The latest press conference following the ECB’s governing council meeting brought tough talk. In the word cloud (chart 1), the ‘usual suspects’ again take a central position -inflation, rates, energy, etc.- but there are some notable others -will, steady, pace- that reflect the determination to send a strong message. ‘Significant’ or ‘significantly’ appear 16 times in the comments of Christine Lagarde, who also mentioned ‘steady’ 13 times. Policy rates will continue to move higher because the monetary stance needs to become sufficiently restrictive to bring inflation back to the two percent medium-term target.[1] The repeated insistence on ‘steady pace’ of raising the policy rates can be considered as a near-term forward guidance, despite the usual insistence on a data-dependent, meeting-by-meeting approach.

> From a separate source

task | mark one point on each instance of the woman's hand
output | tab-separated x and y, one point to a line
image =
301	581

Having in mind what was said at last week’s press conference, one should expect further 50 basis points rate hikes at the next two meetings -2 February 2023, 16 March 2023-, whereby the latter will be particularly important, considering that new staff projections will be published on that occasion. As mentioned by the ECB president, “On the issue of interest rates, we will be looking at data. We will be data-dependent, and we will review data, particularly when we have projection meetings that are every three months or so.”[2] Under the assumption that at the March 2023 governing council meeting, the deposit rate would be hiked to 3.00%[3], this meeting might see a change in language, which would become less hawkish, provided that inflation projections would have been revised downwards. Such a change would be considered by markets as a pivot, a clear change in policy orientation, whereby possible additional moves beyond 3.00% would come in smaller steps and more slowly. At the current juncture, the conditions for such a pivot are not met and on four occasions during the press conference, Christine Lagarde insisted that the ECB was not pivoting. It was a clear effort to avoid that markets would draw the wrong conclusion from moving from 75 bp increases previously to 50 bp. Undoubtedly the hawkish tone -the repeated reference to a sustained pace of tightening- serves the same purpose.

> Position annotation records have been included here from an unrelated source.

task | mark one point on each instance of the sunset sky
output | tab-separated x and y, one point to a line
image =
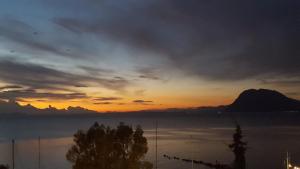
110	55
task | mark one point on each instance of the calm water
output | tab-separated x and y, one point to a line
184	136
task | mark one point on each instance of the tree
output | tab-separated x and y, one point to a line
101	147
4	166
238	147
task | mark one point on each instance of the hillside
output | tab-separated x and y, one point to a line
263	100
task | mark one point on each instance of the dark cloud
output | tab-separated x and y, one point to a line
40	77
21	33
104	103
10	87
148	73
95	71
220	40
20	95
282	82
144	102
107	98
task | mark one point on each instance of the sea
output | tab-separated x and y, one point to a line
186	136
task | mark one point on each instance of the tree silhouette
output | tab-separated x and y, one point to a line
4	166
238	147
104	148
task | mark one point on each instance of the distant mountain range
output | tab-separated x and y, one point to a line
13	108
263	100
252	100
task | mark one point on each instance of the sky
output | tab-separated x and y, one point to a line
109	55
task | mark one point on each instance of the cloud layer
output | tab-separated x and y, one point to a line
219	40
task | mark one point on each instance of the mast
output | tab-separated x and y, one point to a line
156	144
13	154
287	160
39	163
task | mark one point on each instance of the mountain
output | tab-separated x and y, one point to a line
13	108
263	100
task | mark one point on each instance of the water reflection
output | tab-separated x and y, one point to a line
204	142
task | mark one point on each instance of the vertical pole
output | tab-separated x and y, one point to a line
13	154
287	160
39	165
156	144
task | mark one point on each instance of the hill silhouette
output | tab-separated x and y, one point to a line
263	100
13	108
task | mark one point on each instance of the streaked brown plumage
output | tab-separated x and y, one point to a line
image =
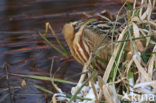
84	36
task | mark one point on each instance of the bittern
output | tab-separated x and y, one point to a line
84	36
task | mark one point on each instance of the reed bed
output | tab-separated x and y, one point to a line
130	75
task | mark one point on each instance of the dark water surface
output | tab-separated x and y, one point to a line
22	50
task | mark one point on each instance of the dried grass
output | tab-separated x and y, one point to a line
134	72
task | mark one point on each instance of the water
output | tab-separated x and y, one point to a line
24	52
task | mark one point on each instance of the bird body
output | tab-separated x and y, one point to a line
84	36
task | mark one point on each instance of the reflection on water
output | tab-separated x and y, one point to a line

Another factor that has played an important role in the messaging is the large upward revision of the inflation projections, by 0.3 percentage points (pp) in 2022, 0.8 pp in 2023 and 1.1 pp in 2024. At first glance, there is something puzzling about the extent of the upward revision. Compared to the September projections, there are several areas of improvement: lower oil, gas and electricity price assumptions, a faster easing of supply bottlenecks, the recent appreciation of the euro, a weaker growth outlook. The impact of these factors is however dominated by “recent data surprises, a reassessment of the strength and persistence of pipeline price pressures and their pass-through, stronger wage growth and higher food commodity prices.”[4] Headline inflation, after dropping in 2023, would stabilise in 2024, but stay above the ECB’s target, before declining again in 2025, when it would reach the ECB’s 2% inflation target in the second half of that year (chart 2). Core inflation would remain above this target for the entire forecast horizon, which runs until the end of 2025.

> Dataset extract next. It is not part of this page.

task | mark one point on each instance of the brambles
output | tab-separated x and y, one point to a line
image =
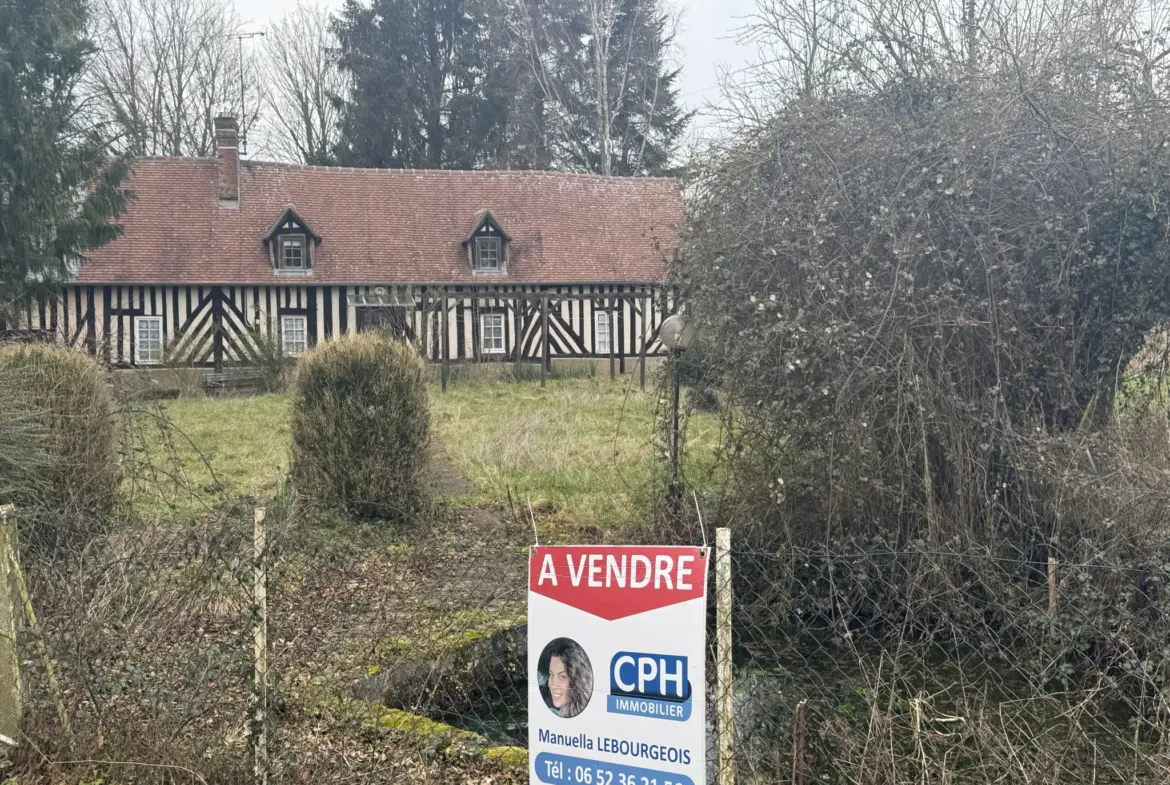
360	427
64	483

Forecasting inflation several years into the future is a difficult task. A Bundesbank research paper of 2018[5] has shown that for the euro area, consensus forecasts of inflation are informative up to a horizon of 3 to 5 quarters. The authors nevertheless argue that “despite what our results say, it can make sense to produce macroeconomic projections for three years ahead, as the Eurosystem does.” However, over longer horizons “the projections should be regarded less as forecasts and more as scenario analyses which shed light on the interrelationships influencing economic developments.” This point seems very relevant in the current environment, where inflation is the result of multiple supply and demand shocks that make it very challenging to assess the pass-through of these shocks but also to assess how fast it will react to monetary policy tightening and an economic downturn. It will be interesting to see how the governing council will strike a balance between reacting to inflation data, once they have started to decline, or focusing on the ECB’s medium-term inflation projections in setting its policy. At a time when forecasting inflation is more difficult than ever, having good forecasts is more important than ever when they are a key input in determining the appropriate level of monetary restraint.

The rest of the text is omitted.